Some Athens filling stations began to run out of petrol as another strike by customs officials, which began on Tuesday, was extended until at least mid-next week. Long queues formed at petrol stations that still had fuel.
Traffic in central Athens was disrupted as hundreds of taxi drivers marched behind a vanguard of yellow cabs to the finance ministry chanting “Hands off taxis”.
They were protesting against plans to make them pay more than a low fixed amount in income tax, and give their customers receipts, and a fuel tax rise which has increased their costs.
“Our income is falling. Our families are hurt. We can’t cover our needs with these measures, especially the tax bill,” said 60-year-old taxi owner Yannis Papadopoulos, adding there were 27,000 taxis in Greece.

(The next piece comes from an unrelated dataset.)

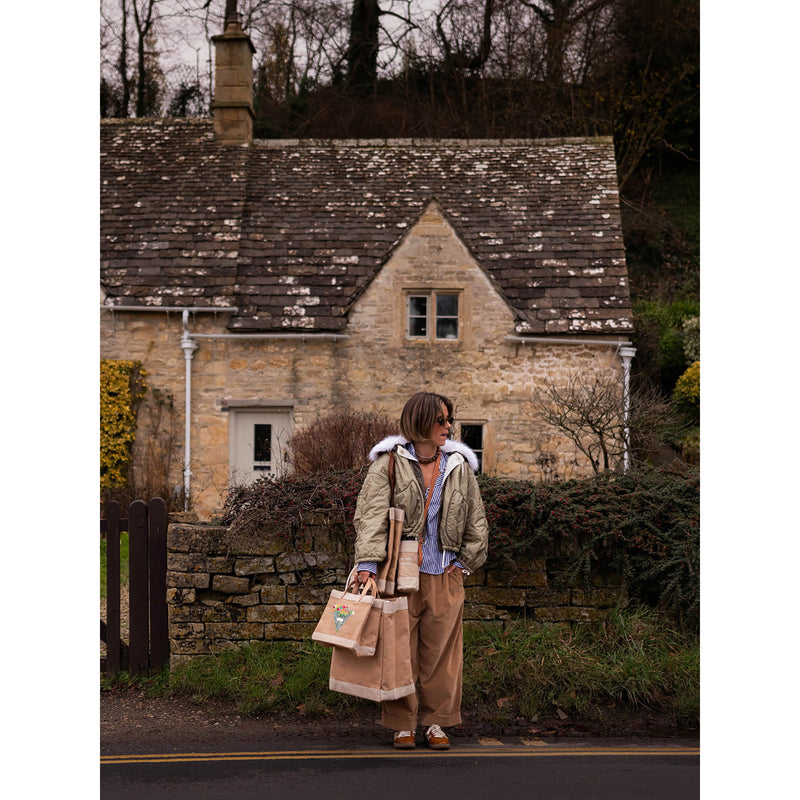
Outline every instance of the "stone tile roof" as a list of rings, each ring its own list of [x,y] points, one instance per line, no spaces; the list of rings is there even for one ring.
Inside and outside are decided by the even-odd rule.
[[[242,331],[342,332],[435,199],[528,334],[627,333],[609,138],[256,141],[101,123],[107,303],[235,306]]]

“We are always the ones who pay. We bear the burden, not the rich.”
The government hiked tax on fuel earlier this month and has announced a series of further measures including making Greeks collect receipts for goods and services, such as taxi rides, in an effort to fight tax evasion.
Customs staff decided to extend their stoppage until Feb. 24, when the two biggest unions representing half of Greece’s 5 million workforce plan a one-day general strike against a public sector wage freeze, tax increases and welfare cuts.

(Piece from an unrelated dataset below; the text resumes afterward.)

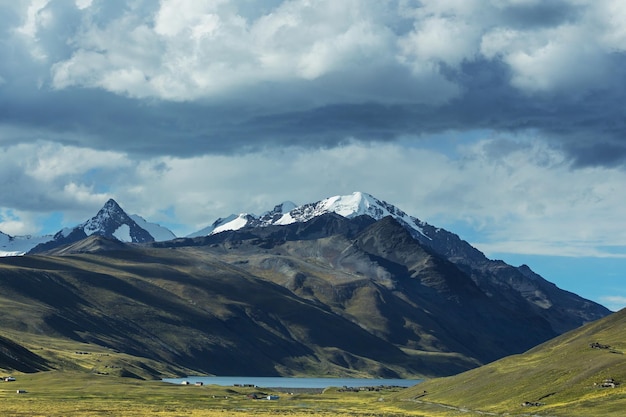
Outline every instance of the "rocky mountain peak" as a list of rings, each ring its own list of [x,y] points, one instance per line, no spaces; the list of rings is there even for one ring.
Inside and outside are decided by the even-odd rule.
[[[107,236],[114,234],[124,224],[130,227],[131,222],[134,223],[119,204],[109,199],[94,217],[81,226],[87,236],[94,233]]]

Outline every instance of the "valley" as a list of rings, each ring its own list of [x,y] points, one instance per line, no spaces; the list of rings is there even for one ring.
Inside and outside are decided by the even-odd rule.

However, protests so far have been largely symbolic and lacked widespread public support. Opinion polls show most Greeks back the government’s austerity measures provided the pain is fairly shared.
The government won this week a first victory over unions protesting against austerity, when farmers abandoned their last blockade empty-handed and tax officials cancelled a 24-hour planned strike. [ID:nLDE61F20Y]
European Union Competition Commissioner Joaquin Almunia said on Friday that Greece deserved the support of the European Union but must take the action necessary to fix its public finances crisis [ID:nLDE61I0UG]
EU Economic and Monetary Affairs Commissioner Olli Rehn will visit Greece by mid-March, a Commission spokeswoman said on Friday. [ID:nLDE61I13L]
Greece shocked markets when the newly elected socialists revealed in October the 2009 budget deficit would be three times higher than original estimates.